Manifesté mi aprobación, pues me encontraba recuperado de mi acceso de egoísmo.

—Ya le avisaste que aceptábamos —dije, preguntando a medias.

Frances asintió.

—Le agradecí de tu parte —añadió en voz baja—, diciendo que por el momento no estabas libre, pero que poco después podrías acompañarnos por un tiempo, si no le resulta inconveniente.

Me quedé mirándola. Frances en ocasiones decide cosas con la mayor independencia. Quedé así condenado y de paso sentenciado.

Por supuesto discutimos e intercambiamos explicaciones, como corresponde a hermanos afectuosos, pero registrar aquella conversación reviste poco interés. Las cosas quedaron así dispuestas y ambos nos sentimos satisfechos. Dos días después ella se marchó a las Torres y me dejó solo en el depar­tamento después de dejar todo listo para mi comodidad y buena conducta, ya que le agradaba tiranizarme discretamente.

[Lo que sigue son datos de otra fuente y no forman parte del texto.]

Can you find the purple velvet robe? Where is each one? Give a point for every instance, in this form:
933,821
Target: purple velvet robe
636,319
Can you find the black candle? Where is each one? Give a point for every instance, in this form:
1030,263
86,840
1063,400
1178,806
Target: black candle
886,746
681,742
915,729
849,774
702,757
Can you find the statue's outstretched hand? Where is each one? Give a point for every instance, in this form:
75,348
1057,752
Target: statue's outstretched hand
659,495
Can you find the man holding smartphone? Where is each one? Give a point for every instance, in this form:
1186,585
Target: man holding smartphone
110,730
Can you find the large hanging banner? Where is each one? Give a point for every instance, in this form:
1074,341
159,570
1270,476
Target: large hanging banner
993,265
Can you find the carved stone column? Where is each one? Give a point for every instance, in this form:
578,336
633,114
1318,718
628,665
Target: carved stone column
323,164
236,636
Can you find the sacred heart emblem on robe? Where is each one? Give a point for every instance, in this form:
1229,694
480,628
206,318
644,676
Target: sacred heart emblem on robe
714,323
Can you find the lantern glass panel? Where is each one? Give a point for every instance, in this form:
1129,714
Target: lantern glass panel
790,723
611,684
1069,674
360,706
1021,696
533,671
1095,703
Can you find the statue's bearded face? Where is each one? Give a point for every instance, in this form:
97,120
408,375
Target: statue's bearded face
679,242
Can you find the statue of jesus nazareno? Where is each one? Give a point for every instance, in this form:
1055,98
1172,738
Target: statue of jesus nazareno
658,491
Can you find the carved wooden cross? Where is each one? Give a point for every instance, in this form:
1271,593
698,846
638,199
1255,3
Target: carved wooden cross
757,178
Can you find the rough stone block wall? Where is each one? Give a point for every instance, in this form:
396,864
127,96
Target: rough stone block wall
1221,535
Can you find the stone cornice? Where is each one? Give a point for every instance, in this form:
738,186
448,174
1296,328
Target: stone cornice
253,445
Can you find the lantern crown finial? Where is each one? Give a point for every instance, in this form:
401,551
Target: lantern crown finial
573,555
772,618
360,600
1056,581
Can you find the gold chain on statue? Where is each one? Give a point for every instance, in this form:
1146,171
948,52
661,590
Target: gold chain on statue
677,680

Sus últimas palabras cuando la dejé en la estación de Charing Cross permanecieron en mi mente durante mucho tiempo después de su partida:

—Te escribiré y te haré saber cómo me va, Bill. Come bien, y si algo no anda como es debido me lo dices.

Agitó la manita enguantada, asintió con la cabeza hasta que los cabellos rozaron el vidrio, y partió.